If the new model is ready, make it so.
- If we’re replacing a model that is currently in production, first make sure that the new one is better
- ModelValidator tells Pusher if the model is OK
- Pusher deploys SavedModels to well-known locations
Deployment targets receive new models from well-known locations
- TensorFlow Serving
- TensorFlow Lite
- TensorFlow JS
- TensorFlow Hub
- ModelValidator ensures that the model is "good enough" to be pushed to production.
- Pusher deploys the model to a serving infrastructure.
- Uncomment the lines marked
Step 7in bothtaxi_pipeline.pyandtaxi_utils.py - Take a moment to review the code that you uncommented
- Return to DAGs list page in Airflow
- Click the refresh button on the right side for the taxi DAG
- You should see "DAG [taxi] is now fresh as a daisy"
- Trigger taxi
- Wait for pipeline to complete
- All dark green
- Use refresh on right side or refresh page
You have now trained and validated your model, and exported a SavedModel file
under the ~/airflow/saved_models/taxi directory.

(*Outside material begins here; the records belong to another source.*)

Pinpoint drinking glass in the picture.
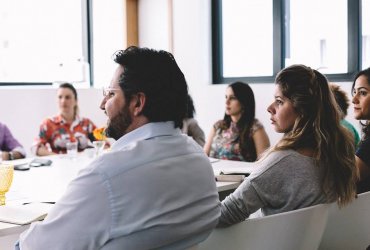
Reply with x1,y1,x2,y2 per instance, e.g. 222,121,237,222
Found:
0,163,14,206
93,141,105,156
66,142,78,158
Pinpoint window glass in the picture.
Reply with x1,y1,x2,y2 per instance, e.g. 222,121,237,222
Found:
0,0,88,83
222,0,273,77
285,0,348,74
362,0,370,69
92,0,126,88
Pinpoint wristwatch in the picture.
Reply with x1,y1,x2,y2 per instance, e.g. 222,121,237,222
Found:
9,151,14,161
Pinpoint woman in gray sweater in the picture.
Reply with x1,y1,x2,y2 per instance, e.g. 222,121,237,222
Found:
219,65,357,226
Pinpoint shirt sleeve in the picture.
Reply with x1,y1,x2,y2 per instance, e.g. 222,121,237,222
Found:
19,165,111,250
218,178,264,227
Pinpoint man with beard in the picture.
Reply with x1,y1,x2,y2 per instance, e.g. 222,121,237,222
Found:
19,47,220,250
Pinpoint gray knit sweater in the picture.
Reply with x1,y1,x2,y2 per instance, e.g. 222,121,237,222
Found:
218,150,330,227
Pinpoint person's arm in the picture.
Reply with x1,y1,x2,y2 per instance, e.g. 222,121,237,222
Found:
217,178,264,227
2,126,26,160
253,127,270,159
203,127,216,156
19,162,112,250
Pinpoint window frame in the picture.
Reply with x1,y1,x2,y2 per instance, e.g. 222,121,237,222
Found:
211,0,362,84
0,0,139,87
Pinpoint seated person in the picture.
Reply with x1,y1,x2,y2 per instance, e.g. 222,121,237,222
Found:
204,82,270,162
0,123,26,161
19,47,220,250
329,83,360,147
352,68,370,193
181,95,205,147
219,65,357,226
32,83,95,156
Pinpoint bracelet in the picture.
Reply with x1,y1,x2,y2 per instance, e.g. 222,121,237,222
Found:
9,151,14,161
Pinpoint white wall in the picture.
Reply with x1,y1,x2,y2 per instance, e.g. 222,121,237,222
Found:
139,0,358,143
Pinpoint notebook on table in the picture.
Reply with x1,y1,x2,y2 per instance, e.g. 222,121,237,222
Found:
0,203,54,225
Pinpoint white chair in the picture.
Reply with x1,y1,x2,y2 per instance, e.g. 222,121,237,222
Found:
198,204,329,250
319,192,370,250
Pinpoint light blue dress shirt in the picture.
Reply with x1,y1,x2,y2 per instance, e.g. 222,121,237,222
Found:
19,122,220,250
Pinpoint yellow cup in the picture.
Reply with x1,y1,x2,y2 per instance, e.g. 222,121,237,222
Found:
0,164,14,206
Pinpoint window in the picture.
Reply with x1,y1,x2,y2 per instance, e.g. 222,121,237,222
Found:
0,0,129,87
212,0,362,83
92,0,125,88
361,0,370,69
222,0,273,77
285,0,348,74
0,0,88,84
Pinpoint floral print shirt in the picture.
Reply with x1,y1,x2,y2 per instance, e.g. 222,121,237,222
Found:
36,115,96,154
209,119,263,161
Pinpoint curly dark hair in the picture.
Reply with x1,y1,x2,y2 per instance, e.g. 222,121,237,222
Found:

Your model is now
ready for production. You can now deploy your model to any of the TensorFlow
deployment targets, including:
- TensorFlow Serving, for serving your model on a server or server farm and processing REST and/or gRPC inference requests.
- TensorFlow Lite, for including your model in an Android or iOS native mobile application, or in a Raspberry Pi, IoT or microcontroller application.
- TensorFlow.js, for running your model in a web browser or a Node.JS application.